O Ibovespa caiu 1,95 por cento, a 43.956 pontos, menor patamar de fechamento desde abril de 2009, e acumulando nos últimos sete pregões recuo de 9,5 por cento.

O giro financeiro totalizou apenas 5,4 bilhões de reais, abaixo da média diária de setembro, de 7,1 bilhões de reais.

Preocupações com a saúde econômica da China voltaram a minar mercados globais neste início de semana, após dados mostrarem que os lucros das empresas industriais da China tiveram em agosto a maior queda em quatro anos, de 8,8 por cento na comparação anual.

Em Wall Street, o índice S&P 500 caiu 2,57 por cento, também pressionado por números sobre gasto do consumidor norte-americano e declarações de um dirigente regional do Federal Reserve endossando expectativas de alta dos juros pelo banco central dos Estados Unidos neste ano.

Do quadro doméstico, pesquisa Focus do Banco Central mostrou nova revisão para cima nas expectativas de inflação para 2015 e 2016 e para baixo nas estimativas para o PIB, bem como aumento nas projeções para o dólar no final deste ano.

No caso do câmbio, a grande preocupação é com o impacto da depreciação do real para as empresas endividadas em moeda estrangeira, já que o aumento do custo da dívida pode reduzir o fluxo de caixa e a disponibilidade de recursos para investimentos. E nesta sessão o dólar avançou mais de 3 por cento, fechando no patamar de 4,10 reais.

A situação política também persiste no radar, com investidores atentos ao anúncio da reforma ministerial e à retomada da apreciação de vetos presidenciais pelo Congresso, ambos previstos para esta semana.

DESTAQUES

=VALE fechou com queda de mais de 7 por cento nas duas classes de ações, em meio ao declínio dos preços do minério de ferro na China. Ações de outras mineradoras no exterior também recuaram, pressionadas por relatório da Investec que levantou dúvidas sobre o nível de preço das ações da trading de commodities Glencore, caso os preços à vista dos metais não melhore.

=PETROBRAS recuou 5,57 por cento nas preferenciais, que fecharam no menor nível desde maio de 2004, a 6,44 reais, seguindo a fraqueza dos preços do petróleo e também pela alta do dólar no mercado doméstico, que piora o quadro já complicado de endividamento da estatal.

=BRADESCO fechou em queda de 2,49 por cento, em sessão de fortes perdas do setor bancário, embora ITAÚ UNIBANCO tenha praticamente anulado as perdas no final da sessão e encerrado com variação negativa de 0,08 por cento. O Bank of America Merrill Lynch divulgou relatório revisando estimativas para bancos brasileiros, no qual rebaixou a recomendação de Bradesco para “neutra”, mas manteve Itaú Unibanco com “compra”. BANCO DO BRASIL, que teve a recomendação pelo BofA ML mantida em “neutra”, caiu 4,98 por cento e SANTANDER BRASIL, que seguiu como “underperform”, recuou 2,14 por cento.

=CIELO perdeu 3,48 por cento, após o Banco Central divulgar no final da sexta-feira que adotou novas regras para fomentar a competição no mercado de meios de pagamento, determinando que arranjos fechados para as modalidades de crédito e débito só poderão existir quando tiverem giro anual inferior a 20 bilhões de reais.
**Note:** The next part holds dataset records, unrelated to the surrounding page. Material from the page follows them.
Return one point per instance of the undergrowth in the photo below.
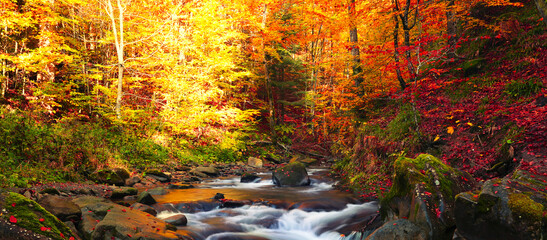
(32, 151)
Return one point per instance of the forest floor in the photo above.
(483, 112)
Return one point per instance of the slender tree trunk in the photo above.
(451, 29)
(396, 53)
(542, 8)
(354, 39)
(405, 21)
(4, 79)
(119, 43)
(268, 84)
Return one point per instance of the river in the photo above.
(260, 210)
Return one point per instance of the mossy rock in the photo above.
(29, 215)
(120, 192)
(116, 176)
(291, 175)
(511, 208)
(473, 67)
(423, 192)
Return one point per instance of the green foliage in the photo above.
(33, 217)
(518, 89)
(210, 154)
(404, 124)
(31, 151)
(524, 207)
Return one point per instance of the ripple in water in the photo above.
(263, 222)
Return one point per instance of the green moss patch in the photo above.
(424, 169)
(523, 206)
(30, 215)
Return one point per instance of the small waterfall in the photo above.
(263, 222)
(315, 212)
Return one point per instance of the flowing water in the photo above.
(261, 210)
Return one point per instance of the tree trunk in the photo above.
(542, 8)
(451, 29)
(119, 43)
(268, 84)
(396, 53)
(353, 38)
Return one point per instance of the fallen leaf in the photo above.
(450, 130)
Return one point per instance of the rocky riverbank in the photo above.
(118, 204)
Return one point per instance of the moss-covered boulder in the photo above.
(398, 229)
(473, 66)
(249, 178)
(103, 219)
(291, 175)
(423, 192)
(158, 175)
(120, 192)
(29, 215)
(510, 208)
(116, 176)
(63, 208)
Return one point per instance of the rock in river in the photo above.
(423, 192)
(292, 175)
(510, 208)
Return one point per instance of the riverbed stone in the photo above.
(255, 162)
(177, 220)
(21, 215)
(115, 176)
(121, 192)
(210, 171)
(423, 192)
(249, 177)
(399, 229)
(158, 175)
(291, 175)
(146, 198)
(180, 186)
(61, 207)
(132, 181)
(103, 219)
(157, 191)
(509, 208)
(145, 208)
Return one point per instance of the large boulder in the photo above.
(61, 207)
(158, 175)
(249, 178)
(207, 170)
(423, 192)
(510, 208)
(103, 219)
(121, 192)
(116, 176)
(255, 162)
(401, 229)
(146, 198)
(27, 217)
(291, 175)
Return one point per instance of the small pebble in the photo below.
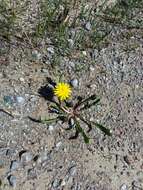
(19, 99)
(72, 171)
(26, 157)
(8, 100)
(51, 128)
(21, 79)
(124, 187)
(12, 180)
(51, 50)
(56, 183)
(74, 83)
(43, 157)
(36, 55)
(88, 26)
(71, 43)
(14, 165)
(58, 145)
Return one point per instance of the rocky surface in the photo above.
(37, 156)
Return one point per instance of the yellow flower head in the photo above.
(62, 91)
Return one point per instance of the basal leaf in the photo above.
(103, 129)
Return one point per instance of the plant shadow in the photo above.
(47, 91)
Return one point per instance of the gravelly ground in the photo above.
(34, 156)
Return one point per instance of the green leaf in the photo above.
(103, 129)
(87, 105)
(92, 97)
(48, 121)
(80, 130)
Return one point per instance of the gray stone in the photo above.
(36, 55)
(88, 26)
(14, 165)
(19, 99)
(8, 100)
(12, 180)
(26, 157)
(56, 183)
(124, 187)
(51, 50)
(51, 128)
(74, 83)
(43, 157)
(72, 170)
(58, 145)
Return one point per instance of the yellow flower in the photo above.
(62, 91)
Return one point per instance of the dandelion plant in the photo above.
(70, 112)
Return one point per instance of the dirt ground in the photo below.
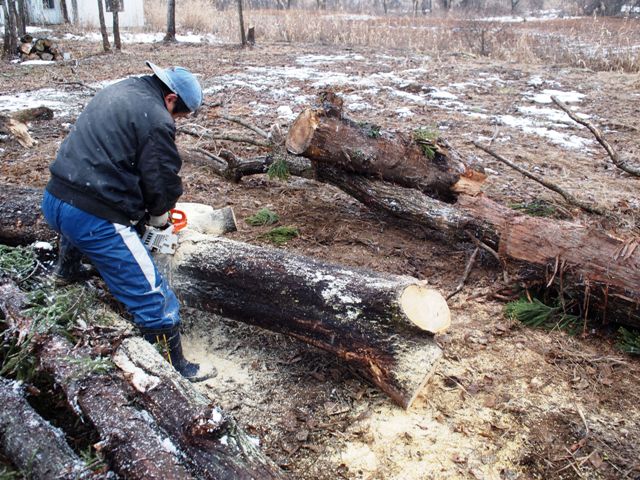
(506, 402)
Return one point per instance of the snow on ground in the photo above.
(141, 37)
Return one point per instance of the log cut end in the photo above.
(205, 219)
(301, 132)
(426, 308)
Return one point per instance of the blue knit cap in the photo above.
(181, 82)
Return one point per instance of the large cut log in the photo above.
(329, 139)
(178, 423)
(600, 272)
(133, 443)
(377, 322)
(32, 443)
(213, 445)
(135, 446)
(21, 221)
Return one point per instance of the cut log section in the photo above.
(379, 323)
(213, 445)
(32, 443)
(135, 446)
(329, 139)
(601, 272)
(21, 222)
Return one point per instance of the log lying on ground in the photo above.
(154, 416)
(376, 322)
(21, 221)
(379, 323)
(329, 139)
(600, 272)
(32, 443)
(135, 446)
(212, 444)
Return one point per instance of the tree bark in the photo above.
(117, 43)
(601, 271)
(214, 446)
(376, 322)
(243, 38)
(103, 28)
(22, 222)
(10, 45)
(32, 443)
(171, 21)
(328, 139)
(136, 448)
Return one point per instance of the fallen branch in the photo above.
(613, 155)
(206, 133)
(31, 443)
(545, 183)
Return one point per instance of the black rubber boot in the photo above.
(171, 343)
(69, 268)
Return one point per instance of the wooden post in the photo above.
(103, 28)
(243, 38)
(171, 21)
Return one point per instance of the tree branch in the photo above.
(545, 183)
(615, 158)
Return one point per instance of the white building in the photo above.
(83, 12)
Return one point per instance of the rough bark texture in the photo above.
(411, 205)
(21, 221)
(32, 443)
(213, 445)
(131, 440)
(355, 314)
(328, 139)
(575, 258)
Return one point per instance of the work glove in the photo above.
(159, 221)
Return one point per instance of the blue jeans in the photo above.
(122, 260)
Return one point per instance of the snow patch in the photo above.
(43, 246)
(566, 97)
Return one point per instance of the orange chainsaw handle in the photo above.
(178, 219)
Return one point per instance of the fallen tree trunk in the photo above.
(376, 322)
(32, 443)
(379, 323)
(154, 416)
(21, 221)
(598, 272)
(212, 444)
(132, 442)
(329, 139)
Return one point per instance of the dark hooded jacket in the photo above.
(120, 161)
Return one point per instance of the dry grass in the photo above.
(598, 44)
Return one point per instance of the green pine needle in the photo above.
(279, 169)
(263, 217)
(629, 341)
(539, 315)
(281, 235)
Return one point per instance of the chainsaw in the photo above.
(165, 239)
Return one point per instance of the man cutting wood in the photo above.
(115, 172)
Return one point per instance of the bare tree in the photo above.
(103, 28)
(115, 8)
(65, 11)
(171, 21)
(21, 18)
(243, 38)
(74, 9)
(10, 46)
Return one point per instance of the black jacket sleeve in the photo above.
(159, 164)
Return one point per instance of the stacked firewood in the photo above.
(39, 49)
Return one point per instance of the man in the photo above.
(118, 169)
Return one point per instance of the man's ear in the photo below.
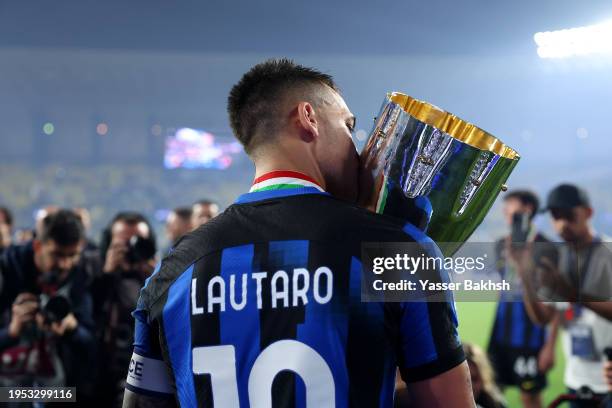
(36, 244)
(307, 120)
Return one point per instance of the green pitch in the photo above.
(475, 323)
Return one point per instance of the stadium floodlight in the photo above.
(594, 39)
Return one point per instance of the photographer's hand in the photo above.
(552, 278)
(520, 257)
(23, 311)
(608, 374)
(67, 325)
(115, 256)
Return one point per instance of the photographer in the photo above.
(582, 278)
(47, 328)
(521, 352)
(128, 250)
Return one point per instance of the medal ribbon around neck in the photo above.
(279, 180)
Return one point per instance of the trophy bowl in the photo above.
(420, 157)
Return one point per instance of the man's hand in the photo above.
(23, 311)
(552, 278)
(520, 258)
(546, 358)
(608, 374)
(67, 325)
(115, 256)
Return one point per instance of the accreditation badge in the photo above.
(583, 342)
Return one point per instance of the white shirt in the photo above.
(598, 281)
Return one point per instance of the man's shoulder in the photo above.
(16, 257)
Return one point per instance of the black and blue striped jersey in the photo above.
(512, 327)
(261, 307)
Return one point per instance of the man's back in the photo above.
(262, 307)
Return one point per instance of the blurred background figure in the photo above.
(581, 283)
(202, 212)
(128, 250)
(46, 336)
(178, 223)
(486, 391)
(41, 214)
(6, 228)
(521, 351)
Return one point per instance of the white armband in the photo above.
(148, 375)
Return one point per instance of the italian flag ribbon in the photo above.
(283, 179)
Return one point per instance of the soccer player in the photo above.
(260, 307)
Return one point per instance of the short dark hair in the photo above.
(526, 197)
(254, 101)
(205, 201)
(130, 218)
(8, 216)
(64, 227)
(184, 213)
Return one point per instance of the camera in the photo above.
(54, 308)
(140, 249)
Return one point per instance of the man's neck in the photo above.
(585, 240)
(290, 162)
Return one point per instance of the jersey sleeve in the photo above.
(147, 373)
(429, 343)
(428, 337)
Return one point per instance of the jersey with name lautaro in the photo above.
(261, 307)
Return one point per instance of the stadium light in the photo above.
(48, 128)
(594, 39)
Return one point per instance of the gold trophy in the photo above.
(420, 156)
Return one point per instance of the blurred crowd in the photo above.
(66, 300)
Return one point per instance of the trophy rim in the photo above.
(451, 124)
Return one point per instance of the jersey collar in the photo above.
(281, 183)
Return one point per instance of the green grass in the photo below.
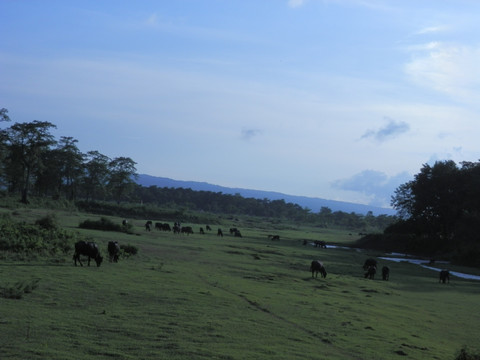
(206, 297)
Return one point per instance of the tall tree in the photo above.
(26, 142)
(432, 199)
(121, 172)
(96, 175)
(72, 165)
(3, 142)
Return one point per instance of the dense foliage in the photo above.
(440, 212)
(34, 164)
(41, 238)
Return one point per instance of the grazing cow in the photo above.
(321, 244)
(317, 267)
(89, 249)
(368, 263)
(444, 276)
(148, 225)
(186, 230)
(385, 273)
(113, 251)
(370, 273)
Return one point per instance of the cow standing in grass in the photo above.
(370, 273)
(444, 276)
(317, 267)
(385, 273)
(89, 249)
(113, 251)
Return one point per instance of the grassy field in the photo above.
(206, 297)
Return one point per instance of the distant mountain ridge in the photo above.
(315, 204)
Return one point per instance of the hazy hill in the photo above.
(315, 204)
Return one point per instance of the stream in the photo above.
(421, 262)
(426, 264)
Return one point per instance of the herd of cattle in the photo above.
(91, 251)
(370, 268)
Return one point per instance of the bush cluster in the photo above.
(17, 290)
(129, 250)
(43, 237)
(104, 224)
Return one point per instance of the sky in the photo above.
(336, 99)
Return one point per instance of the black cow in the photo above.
(148, 225)
(113, 251)
(89, 249)
(317, 267)
(371, 271)
(186, 230)
(368, 263)
(444, 276)
(321, 244)
(385, 273)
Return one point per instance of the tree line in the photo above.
(439, 213)
(34, 163)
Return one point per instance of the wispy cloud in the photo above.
(376, 185)
(448, 68)
(389, 131)
(431, 30)
(296, 3)
(248, 134)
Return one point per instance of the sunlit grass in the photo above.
(207, 297)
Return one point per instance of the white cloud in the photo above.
(296, 3)
(376, 185)
(431, 30)
(447, 68)
(391, 130)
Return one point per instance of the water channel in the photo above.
(421, 262)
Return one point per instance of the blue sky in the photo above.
(337, 99)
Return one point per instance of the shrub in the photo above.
(17, 290)
(23, 238)
(48, 222)
(129, 250)
(464, 355)
(105, 224)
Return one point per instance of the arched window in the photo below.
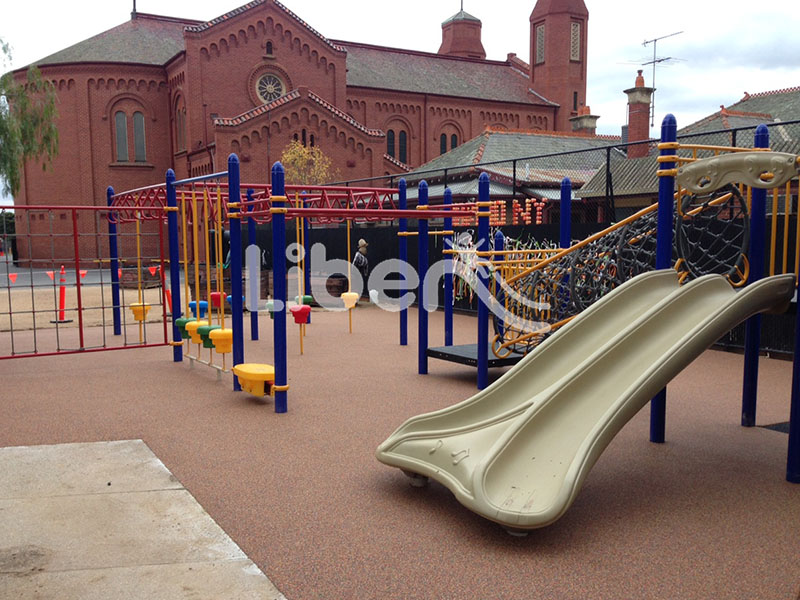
(390, 143)
(180, 126)
(121, 135)
(139, 153)
(402, 147)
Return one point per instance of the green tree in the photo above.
(27, 122)
(309, 166)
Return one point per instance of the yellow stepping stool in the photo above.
(255, 378)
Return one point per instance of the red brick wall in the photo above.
(559, 77)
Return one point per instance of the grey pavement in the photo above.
(108, 520)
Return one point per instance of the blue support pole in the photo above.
(447, 244)
(666, 192)
(174, 265)
(307, 260)
(403, 256)
(793, 453)
(752, 328)
(234, 216)
(483, 281)
(422, 239)
(279, 283)
(114, 256)
(565, 231)
(499, 246)
(251, 239)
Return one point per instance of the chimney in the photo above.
(584, 123)
(639, 98)
(461, 36)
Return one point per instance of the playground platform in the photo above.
(467, 354)
(708, 514)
Também pesou notícia, publicada no jornal O Estado de S.Paulo, de que o banqueiro Joseph Safra está se preparando para entrar no segmento de meios de pagamentos, conhecido como “adquirência”.

=EMBRAER fechou em alta de 0,71 por cento, entre os maiores ganhos do Ibovespa, amparada no avanço do dólar ante o real.

=MARISA LOJAS, que não faz parte do Ibovespa, terminou com acréscimo de 0,72 por cento, após anunciar decisão de encerrar operações com venda direta para reduzir custos, em meio à deterioração do cenário econômico atual.